If you have AD-integrated zone , then convert it to Primary zone. Then right-click and click "Update Server Data File". The zone will be written to a file in your system32\dns folder. Make a backup copy of the file, then open the original file in notepad. Make the changes you want to make , be careful. Then increment the "serial number"
then Save the file and restart DNS.

Convert the zone back to AD-integrated aganin then restart the dns services.

Good Luck :)

Abeer Omar, MCP,MCSA,MCSE,MCTS.MCITP


Thursday, May 5, 2011 2:37 PM | 1 vote

DNS is NOT case sensitive, however it is case aware. If a registering machine's hostname is in upper case, when it registers, it will honor the case and will enter the record into DNS as such.

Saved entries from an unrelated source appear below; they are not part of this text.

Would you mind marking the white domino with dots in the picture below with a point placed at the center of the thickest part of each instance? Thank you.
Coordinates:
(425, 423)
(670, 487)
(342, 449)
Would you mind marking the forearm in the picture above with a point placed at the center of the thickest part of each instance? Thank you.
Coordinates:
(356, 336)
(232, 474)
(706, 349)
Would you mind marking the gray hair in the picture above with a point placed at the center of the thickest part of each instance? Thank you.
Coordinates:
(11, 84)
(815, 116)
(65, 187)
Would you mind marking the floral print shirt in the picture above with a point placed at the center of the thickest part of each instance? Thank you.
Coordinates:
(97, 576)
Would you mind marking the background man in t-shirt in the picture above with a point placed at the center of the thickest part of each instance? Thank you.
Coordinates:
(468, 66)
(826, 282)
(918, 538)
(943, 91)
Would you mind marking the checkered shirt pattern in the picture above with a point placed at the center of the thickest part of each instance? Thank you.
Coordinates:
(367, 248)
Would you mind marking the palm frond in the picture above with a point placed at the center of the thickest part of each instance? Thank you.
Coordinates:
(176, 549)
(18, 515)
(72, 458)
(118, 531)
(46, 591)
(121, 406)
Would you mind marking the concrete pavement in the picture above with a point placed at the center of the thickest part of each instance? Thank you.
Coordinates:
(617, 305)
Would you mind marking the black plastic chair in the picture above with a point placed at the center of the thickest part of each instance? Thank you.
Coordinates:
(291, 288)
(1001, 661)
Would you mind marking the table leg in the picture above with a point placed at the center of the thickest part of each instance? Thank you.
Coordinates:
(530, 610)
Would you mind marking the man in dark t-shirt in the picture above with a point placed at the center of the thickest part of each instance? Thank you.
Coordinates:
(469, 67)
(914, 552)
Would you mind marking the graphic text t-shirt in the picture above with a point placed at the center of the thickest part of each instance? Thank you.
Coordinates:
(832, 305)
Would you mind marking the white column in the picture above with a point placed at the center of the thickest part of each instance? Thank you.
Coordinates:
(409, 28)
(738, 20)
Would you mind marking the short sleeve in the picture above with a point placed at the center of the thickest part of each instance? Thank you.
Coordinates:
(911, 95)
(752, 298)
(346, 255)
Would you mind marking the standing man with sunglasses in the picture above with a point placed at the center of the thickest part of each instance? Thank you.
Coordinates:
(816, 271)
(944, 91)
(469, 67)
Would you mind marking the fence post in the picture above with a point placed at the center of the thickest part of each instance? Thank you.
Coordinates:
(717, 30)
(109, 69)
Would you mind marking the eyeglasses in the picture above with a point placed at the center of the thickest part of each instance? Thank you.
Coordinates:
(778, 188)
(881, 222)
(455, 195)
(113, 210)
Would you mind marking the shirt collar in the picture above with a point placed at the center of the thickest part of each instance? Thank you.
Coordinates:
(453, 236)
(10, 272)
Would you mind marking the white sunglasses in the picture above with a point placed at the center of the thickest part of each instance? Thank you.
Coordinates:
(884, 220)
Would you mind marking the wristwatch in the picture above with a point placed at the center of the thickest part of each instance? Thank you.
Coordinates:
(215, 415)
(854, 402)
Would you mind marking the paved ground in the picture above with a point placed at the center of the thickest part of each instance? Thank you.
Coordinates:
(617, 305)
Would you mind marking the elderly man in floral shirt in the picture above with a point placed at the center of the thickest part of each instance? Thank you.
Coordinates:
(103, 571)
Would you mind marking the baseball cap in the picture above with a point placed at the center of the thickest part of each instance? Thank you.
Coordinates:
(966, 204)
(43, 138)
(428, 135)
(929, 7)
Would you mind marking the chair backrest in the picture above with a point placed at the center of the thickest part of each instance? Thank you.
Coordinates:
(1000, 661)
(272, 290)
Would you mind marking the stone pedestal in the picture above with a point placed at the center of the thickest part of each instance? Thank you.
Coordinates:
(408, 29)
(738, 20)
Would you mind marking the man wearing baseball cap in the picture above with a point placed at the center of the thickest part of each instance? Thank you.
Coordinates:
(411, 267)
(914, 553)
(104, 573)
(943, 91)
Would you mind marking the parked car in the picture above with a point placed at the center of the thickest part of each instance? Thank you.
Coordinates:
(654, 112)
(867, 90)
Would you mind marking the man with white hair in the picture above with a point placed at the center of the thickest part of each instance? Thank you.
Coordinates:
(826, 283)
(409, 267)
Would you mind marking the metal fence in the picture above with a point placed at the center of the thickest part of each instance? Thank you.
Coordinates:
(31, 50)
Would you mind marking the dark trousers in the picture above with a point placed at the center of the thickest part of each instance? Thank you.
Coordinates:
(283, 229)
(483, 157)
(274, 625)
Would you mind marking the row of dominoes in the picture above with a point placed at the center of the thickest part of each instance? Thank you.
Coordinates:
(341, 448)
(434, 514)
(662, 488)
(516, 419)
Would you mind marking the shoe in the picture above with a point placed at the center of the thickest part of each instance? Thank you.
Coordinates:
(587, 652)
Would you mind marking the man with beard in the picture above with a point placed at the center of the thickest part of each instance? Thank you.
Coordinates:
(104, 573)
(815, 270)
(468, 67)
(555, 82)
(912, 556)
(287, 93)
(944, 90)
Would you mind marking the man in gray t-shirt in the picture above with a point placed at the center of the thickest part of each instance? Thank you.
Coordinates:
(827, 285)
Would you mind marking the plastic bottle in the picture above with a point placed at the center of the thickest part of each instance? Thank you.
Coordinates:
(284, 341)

If the machine's host name is upper case and is a DHCP client, and you have DHCP set to register for the client (configured to use credentials), or if you don't it will honor the case as well.

If you look at the zone data as AbeerOmar suggested, to change it, during the next registration cycle (DCs every 24 hours, clients/members every 7 days) it will change back to whatever the registering machine is.

So it would be helpful if you can describe if these are DHCP clients, static clients, if using a Windows DHCP and if so, if DHCP credentials have been configured, using WINS, GlobalNamedZones, etc, to better point you in the right direction.

But as I mentioned, the basic thing to look at is that DNS is not case sensitive, but it case aware and will honor the case of the registering host.

 

Ace

Ace Fekay
MVP, MCT, MCITP EA, MCTS Windows 2008 & Exchange 2007 & Exchange 2010, Exchange 2010 Enterprise Administrator, MCSE & MCSA 2003/2000, MCSA Messaging 2003
Microsoft Certified Trainer
Microsoft MVP - Directory Services

This posting is provided AS-IS with no warranties or guarantees and confers no rights.


Tuesday, May 10, 2011 3:55 PM

Thanks for both your suggestions and apologies for the delay in replying, for some reason I didn't get a notification an update was posted. The machines are static IP's (servers) and as far as I can see the machine names were all done in lower case from the moment they were built. Yet I have certain entries in the DNS in upper case and others in lower case, same thing in the lab. I will try the DNS suggestion in the lab to see if the server names all stay in the same (lower) case or if they get amended back to lower case.

Thanks for your input and suggestions.